The review that compared this book to Aesop’s fables is right on the money: The Golf Omnibus was like reading Aesop through golf-colored glasses. It is, of course, meant to be taken with a grain of salt, but the opinion of golf held by the Oldest Member and many of the other characters is a bit extreme. Golf is the greatest game in the world, the only one worth playing, and if you don’t play it you might as well not be living, and if you dare to have any other pleasures in life, like reading or writing, you ought to be committed.
The stories took a bit of getting used to for me in the beginning.
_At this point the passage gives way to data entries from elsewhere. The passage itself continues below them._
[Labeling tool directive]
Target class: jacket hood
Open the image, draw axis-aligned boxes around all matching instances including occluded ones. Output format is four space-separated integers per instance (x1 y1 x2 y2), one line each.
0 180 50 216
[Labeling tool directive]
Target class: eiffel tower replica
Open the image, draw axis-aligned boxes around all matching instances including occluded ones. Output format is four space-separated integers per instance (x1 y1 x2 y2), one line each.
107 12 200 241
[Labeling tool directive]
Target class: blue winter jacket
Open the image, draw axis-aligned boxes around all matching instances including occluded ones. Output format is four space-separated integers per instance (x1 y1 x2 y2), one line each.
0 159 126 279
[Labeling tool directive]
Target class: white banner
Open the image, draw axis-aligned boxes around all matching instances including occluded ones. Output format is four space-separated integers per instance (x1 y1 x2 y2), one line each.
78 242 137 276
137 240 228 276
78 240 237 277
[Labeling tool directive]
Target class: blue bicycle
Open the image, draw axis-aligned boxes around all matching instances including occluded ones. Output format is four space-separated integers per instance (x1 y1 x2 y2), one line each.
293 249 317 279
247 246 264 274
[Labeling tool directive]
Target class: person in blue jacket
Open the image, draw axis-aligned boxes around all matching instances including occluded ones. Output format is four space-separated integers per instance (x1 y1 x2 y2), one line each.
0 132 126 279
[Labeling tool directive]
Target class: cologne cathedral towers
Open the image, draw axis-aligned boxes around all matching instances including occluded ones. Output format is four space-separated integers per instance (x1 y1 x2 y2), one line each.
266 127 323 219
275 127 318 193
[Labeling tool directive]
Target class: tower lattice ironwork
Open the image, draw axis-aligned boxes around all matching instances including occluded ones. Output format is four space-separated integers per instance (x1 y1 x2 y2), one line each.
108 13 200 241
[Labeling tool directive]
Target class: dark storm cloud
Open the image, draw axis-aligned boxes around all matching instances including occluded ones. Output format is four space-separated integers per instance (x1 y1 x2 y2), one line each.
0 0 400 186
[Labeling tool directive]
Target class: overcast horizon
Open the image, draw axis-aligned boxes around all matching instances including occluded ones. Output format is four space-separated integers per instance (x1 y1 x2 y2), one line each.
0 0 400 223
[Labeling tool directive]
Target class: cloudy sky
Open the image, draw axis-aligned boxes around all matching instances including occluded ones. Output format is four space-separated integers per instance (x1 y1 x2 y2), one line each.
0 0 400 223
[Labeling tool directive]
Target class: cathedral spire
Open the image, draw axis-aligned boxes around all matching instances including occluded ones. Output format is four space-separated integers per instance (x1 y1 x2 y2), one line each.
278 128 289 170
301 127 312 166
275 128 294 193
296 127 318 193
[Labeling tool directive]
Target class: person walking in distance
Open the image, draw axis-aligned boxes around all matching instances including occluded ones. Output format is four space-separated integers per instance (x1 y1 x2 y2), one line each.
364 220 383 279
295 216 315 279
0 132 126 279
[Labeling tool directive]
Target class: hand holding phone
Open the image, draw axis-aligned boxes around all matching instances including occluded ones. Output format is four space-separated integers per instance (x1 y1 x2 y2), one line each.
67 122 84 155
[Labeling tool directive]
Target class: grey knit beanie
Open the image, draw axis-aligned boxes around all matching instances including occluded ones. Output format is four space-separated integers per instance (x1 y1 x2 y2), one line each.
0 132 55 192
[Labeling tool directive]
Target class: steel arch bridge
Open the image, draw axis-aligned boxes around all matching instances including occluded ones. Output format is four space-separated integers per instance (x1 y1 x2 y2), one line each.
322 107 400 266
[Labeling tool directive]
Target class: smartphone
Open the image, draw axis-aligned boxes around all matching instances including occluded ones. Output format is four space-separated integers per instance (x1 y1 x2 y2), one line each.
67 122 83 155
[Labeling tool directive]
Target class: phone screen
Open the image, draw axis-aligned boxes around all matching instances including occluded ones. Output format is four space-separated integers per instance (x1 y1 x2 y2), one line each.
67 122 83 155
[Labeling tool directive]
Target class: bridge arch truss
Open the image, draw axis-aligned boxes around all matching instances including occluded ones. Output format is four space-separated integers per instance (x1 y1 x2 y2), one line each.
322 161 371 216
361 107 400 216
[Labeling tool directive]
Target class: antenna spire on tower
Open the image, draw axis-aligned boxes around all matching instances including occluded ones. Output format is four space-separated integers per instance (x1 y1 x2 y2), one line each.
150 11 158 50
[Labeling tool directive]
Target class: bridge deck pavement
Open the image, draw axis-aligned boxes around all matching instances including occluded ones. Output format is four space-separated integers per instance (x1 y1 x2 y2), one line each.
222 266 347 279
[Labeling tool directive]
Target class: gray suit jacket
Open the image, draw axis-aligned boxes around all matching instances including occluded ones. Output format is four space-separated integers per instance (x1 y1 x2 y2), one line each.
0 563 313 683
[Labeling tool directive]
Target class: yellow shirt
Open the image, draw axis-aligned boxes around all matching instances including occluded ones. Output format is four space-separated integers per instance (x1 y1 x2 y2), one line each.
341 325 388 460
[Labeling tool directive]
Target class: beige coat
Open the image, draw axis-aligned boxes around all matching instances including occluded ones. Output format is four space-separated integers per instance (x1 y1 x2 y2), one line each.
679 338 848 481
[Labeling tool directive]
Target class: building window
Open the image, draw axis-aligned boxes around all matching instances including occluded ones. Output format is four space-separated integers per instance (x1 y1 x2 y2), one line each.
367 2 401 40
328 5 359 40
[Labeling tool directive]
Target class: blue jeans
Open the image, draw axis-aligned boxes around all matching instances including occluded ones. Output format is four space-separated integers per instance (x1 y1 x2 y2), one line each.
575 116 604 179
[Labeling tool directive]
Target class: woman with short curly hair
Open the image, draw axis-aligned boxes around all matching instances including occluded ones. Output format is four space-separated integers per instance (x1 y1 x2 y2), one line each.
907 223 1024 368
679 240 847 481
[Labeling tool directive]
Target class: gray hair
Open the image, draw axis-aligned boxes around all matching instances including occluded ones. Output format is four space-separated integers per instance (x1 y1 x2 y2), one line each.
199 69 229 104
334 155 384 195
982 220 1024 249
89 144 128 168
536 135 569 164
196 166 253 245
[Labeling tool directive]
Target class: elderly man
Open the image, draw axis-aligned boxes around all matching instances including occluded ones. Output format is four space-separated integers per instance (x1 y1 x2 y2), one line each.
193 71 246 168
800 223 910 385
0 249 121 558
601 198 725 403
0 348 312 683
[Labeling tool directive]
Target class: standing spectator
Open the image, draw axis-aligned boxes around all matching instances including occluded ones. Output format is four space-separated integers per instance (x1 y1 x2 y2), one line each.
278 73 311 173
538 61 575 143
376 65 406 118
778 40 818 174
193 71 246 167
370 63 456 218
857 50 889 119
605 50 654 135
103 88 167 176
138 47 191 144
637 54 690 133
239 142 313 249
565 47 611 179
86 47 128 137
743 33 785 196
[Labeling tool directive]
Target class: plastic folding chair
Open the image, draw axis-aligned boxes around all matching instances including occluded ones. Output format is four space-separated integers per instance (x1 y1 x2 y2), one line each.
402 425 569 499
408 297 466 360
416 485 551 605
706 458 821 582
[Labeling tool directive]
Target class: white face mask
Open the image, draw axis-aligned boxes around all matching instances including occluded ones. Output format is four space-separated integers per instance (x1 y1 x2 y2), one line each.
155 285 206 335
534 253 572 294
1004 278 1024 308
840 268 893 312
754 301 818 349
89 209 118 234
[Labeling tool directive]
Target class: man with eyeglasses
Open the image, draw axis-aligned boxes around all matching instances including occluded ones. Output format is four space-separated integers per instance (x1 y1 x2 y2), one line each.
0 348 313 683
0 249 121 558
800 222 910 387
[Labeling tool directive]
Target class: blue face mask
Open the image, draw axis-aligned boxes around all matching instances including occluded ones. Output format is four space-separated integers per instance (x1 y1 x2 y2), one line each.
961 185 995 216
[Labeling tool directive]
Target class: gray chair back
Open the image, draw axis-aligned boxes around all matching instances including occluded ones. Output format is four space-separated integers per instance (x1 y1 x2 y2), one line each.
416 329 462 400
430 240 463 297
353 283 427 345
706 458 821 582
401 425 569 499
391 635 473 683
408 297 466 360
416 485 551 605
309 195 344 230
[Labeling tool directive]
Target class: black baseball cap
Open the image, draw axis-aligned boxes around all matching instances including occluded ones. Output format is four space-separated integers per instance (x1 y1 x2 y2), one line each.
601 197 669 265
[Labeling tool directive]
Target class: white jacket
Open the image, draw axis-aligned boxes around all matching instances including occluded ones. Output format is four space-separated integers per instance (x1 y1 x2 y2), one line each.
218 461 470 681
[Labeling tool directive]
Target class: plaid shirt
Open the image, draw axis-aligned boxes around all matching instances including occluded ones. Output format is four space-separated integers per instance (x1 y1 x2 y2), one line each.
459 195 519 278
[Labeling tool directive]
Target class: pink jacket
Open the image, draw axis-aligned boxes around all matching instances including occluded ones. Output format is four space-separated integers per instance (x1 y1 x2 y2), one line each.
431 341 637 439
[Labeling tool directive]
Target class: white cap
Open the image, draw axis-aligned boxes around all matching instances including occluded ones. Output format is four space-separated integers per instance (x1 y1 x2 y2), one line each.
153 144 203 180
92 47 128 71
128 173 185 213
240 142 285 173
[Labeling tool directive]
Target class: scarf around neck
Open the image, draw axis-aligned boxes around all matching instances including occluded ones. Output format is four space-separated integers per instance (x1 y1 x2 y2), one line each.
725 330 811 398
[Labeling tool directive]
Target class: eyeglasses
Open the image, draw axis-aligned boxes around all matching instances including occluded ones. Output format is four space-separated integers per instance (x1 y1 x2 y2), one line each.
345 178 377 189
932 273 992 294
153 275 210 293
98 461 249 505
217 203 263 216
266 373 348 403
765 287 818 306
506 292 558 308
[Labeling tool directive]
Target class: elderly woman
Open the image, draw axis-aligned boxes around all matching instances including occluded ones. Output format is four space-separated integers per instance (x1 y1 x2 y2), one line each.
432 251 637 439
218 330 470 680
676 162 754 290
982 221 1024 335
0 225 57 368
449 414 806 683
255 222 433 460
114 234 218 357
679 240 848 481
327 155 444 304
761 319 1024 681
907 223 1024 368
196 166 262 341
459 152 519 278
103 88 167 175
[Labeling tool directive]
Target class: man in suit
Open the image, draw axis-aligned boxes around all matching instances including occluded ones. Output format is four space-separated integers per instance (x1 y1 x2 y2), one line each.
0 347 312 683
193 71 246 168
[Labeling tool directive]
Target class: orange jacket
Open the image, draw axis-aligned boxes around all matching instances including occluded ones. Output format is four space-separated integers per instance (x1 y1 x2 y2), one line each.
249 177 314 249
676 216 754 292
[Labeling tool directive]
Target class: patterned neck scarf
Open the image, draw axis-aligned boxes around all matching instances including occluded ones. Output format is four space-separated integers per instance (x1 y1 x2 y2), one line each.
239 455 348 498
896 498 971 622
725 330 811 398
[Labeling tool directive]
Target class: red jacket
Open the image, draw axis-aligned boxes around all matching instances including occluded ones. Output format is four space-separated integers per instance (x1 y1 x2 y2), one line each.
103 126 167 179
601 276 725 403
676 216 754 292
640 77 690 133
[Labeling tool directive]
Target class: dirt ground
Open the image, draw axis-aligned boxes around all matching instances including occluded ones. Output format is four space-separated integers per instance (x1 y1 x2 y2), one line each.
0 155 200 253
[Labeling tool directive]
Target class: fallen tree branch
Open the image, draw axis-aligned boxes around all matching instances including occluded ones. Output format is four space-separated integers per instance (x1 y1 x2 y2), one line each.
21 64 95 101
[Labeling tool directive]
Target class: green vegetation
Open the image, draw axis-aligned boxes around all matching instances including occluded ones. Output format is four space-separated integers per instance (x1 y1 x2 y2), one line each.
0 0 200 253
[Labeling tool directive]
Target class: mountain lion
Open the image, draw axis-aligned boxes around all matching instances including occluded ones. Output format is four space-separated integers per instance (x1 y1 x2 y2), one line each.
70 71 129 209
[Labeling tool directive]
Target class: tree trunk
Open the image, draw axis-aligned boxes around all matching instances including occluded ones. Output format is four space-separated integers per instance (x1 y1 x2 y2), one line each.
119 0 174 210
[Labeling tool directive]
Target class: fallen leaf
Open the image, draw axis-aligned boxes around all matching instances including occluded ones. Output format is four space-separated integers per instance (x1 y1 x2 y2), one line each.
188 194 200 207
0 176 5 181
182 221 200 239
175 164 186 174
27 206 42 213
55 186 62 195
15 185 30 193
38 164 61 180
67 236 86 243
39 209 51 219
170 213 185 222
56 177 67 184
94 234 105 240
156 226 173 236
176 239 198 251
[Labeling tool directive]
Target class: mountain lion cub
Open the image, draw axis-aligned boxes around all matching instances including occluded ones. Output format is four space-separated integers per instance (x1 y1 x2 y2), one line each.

For the first few, every time I started a new one, I felt like I couldn’t concentrate and felt like I was about to be put to sleep, a reaction I typically experience when reading some of Hardy’s or Dickens’ lengthier geographical descriptions. But then I got into it, and it was mostly smooth sailing. Except that I know next to nothing about golf.
This collection was fun, if just a wee bit repetitive, but all of Wodehouse’s plots are pretty much identical. Nonetheless, I enjoyed most of the stories, and I have a sudden urge to go play golf, even though I’ve only played Putt Putt about four times. “Sleepy Time” was a very odd story, and ended really abruptly. I also noticed how the setting keeps going back and forth between somewhere in England and New York/New Jersey. The Oldest Member and the golf courses jump back and forth across the pond, which kind of annoyed me once I noticed it.